31年ぶりに開催の大相撲パリ公演(13、14日)に向け、豊昇龍(27=立浪)と大の里(26=二所ノ関)の両横綱が11日にパリ市内で記者会見に臨み、豊昇龍は「お相撲さんとして、日本の文化として、しっかりやっていきたい。これが大相撲だというところをフランスの皆さんに見てもらいたい」と述べた。

5月の夏場所を豊昇龍は右太もも裏の負傷で途中休場し、大の里は左肩痛で全休。外国から招待されて行われる海外公演で、土俵入りなど横綱は欠かせない存在だ。大の里は「けがはだいぶ良くなってきている。少しでも興味を持ってもらって、日本に見に来てくれたらうれしい」と願った。

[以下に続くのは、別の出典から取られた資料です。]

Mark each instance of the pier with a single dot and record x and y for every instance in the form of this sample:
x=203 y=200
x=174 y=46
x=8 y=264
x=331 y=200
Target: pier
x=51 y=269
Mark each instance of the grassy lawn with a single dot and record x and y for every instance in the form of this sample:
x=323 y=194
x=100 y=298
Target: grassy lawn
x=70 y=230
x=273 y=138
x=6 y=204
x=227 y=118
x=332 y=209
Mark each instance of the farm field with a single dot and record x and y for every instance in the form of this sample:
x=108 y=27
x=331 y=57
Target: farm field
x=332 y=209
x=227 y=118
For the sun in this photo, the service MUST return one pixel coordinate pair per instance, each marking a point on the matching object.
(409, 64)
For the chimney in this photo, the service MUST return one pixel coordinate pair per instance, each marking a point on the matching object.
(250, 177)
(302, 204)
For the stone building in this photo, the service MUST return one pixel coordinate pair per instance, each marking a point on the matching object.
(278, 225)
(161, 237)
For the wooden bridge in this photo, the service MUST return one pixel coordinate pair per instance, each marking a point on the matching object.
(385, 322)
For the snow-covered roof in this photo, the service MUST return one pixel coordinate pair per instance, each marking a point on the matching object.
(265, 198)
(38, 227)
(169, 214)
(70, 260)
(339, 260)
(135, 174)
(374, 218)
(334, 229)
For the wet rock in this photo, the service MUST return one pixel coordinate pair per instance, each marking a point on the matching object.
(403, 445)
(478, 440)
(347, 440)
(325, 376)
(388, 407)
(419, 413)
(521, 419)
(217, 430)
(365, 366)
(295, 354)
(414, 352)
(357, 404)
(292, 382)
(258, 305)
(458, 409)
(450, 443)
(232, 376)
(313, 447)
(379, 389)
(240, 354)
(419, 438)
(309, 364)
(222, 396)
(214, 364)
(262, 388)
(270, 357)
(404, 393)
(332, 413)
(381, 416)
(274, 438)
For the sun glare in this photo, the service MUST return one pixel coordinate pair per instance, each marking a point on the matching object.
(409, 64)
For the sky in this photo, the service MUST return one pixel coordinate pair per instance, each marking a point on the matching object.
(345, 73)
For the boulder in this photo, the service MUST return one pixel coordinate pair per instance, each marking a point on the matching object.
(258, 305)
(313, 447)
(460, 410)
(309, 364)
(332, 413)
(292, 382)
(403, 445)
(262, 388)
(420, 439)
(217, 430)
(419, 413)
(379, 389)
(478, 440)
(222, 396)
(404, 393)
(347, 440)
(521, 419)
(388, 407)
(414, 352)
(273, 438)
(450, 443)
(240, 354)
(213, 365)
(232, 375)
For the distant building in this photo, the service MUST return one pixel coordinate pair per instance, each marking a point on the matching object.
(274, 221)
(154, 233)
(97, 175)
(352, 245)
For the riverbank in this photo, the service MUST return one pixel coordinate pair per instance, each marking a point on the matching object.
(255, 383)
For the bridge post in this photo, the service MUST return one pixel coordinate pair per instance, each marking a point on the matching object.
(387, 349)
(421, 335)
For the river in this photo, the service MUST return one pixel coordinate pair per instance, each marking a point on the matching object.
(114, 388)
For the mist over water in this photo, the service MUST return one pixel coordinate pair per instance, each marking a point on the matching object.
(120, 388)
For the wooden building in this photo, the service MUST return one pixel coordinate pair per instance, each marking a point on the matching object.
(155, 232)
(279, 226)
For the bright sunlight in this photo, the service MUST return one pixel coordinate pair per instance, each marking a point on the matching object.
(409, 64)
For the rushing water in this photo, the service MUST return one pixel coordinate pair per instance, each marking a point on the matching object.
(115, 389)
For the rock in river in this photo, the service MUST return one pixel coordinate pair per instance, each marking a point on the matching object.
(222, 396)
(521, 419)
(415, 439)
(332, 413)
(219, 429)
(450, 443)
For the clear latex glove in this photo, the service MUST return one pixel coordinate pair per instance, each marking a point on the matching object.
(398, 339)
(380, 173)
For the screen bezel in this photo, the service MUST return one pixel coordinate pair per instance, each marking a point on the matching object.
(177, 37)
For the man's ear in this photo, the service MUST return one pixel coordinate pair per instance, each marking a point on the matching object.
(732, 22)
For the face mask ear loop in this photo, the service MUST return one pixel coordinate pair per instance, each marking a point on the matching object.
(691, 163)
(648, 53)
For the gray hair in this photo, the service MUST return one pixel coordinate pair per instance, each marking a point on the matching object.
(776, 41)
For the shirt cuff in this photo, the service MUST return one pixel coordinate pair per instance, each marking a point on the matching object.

9日にパリ入りした豊昇龍は既に観光を楽しみ「素晴らしい国に来た」と笑顔。10日の現地入りで時差ぼけがあるという大の里は「観光や食事を楽しみ、公演に向けて頑張りたい」と話した。

会見には日仏メディアを合わせて10台以上のテレビカメラが集まり、注目度の高さをうかがわせた。海外公演は昨年10月のロンドン以来で、パリでは1986、95年に続いて3度目。約1万5000人を収容する会場で、幕内力士によるトーナメントを2日間実施する。

2班に分かれて現地入りした力士らは、パリ市内を観光するなどして過ごした。